Ook van Vlaamse zijde zijn de goede bedoelingen tegenover Nederland tot uitdrukking gebracht, onder andere in de bereidheid om 44 mln. bij te dragen aan natuurherstelmaatregelen in het Westerscheldegebied.

De heer Van den Berg (SGP):

Ook ik heb het belang van goed nabuurschap onderkend. Maar mag ik de heer Lilipaly vragen of dat zijns inziens een inbreuk rechtvaardigt op elementaire beginselen van ons Nederlands rechtsbestel?

De heer Lilipaly (PvdA):

Dat laatste is natuurlijk heel belangrijk. Ik weet niet of het een belangrijker is dan het andere. Het is nogal een punt wat de heer Van den Berg aan de orde stelt. Ik realiseer mij echter ook dat wanneer er al 25 jaar onderhandeld wordt over de uitdieping van de Schelde, er met recht gezegd kan worden dat het tijd wordt dat er recht gedaan wordt aan de andere kant. Ik vind het alleszins redelijk dat wij wel degelijk kijken naar het belang van de ander, die wij eigenlijk al twintig, 25 jaar hebben laten zitten.
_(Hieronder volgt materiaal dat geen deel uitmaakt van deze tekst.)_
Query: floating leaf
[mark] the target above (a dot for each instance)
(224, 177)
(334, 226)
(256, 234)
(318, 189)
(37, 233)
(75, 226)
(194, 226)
De heer Van den Berg (SGP):

Dat laatste onderken ik ook. Wij spreken over noodwetgeving. Laten wij deze situatie nu eens leggen naast de situatie van een aantal jaren gelden, toen er overstromingen dreigden. De heer Lilipaly heeft toen ook van harte meegewerkt aan een noodwet, de Deltawet grote rivieren. Die kwam heel snel klaar. Het is allemaal goed gegaan. Maar zelfs in die wet zaten elementen van rechtsbescherming. In deze wet zitten die helemaal niet. Is de noodsituatie hier dan zoveel groter dat er helemaal geen rechtsbescherming moet zijn?

De heer Lilipaly (PvdA):

Ik kom daarop straks terug. Ik spreek hier echter niet over noodwetgeving. Dat is niet mijn terminologie.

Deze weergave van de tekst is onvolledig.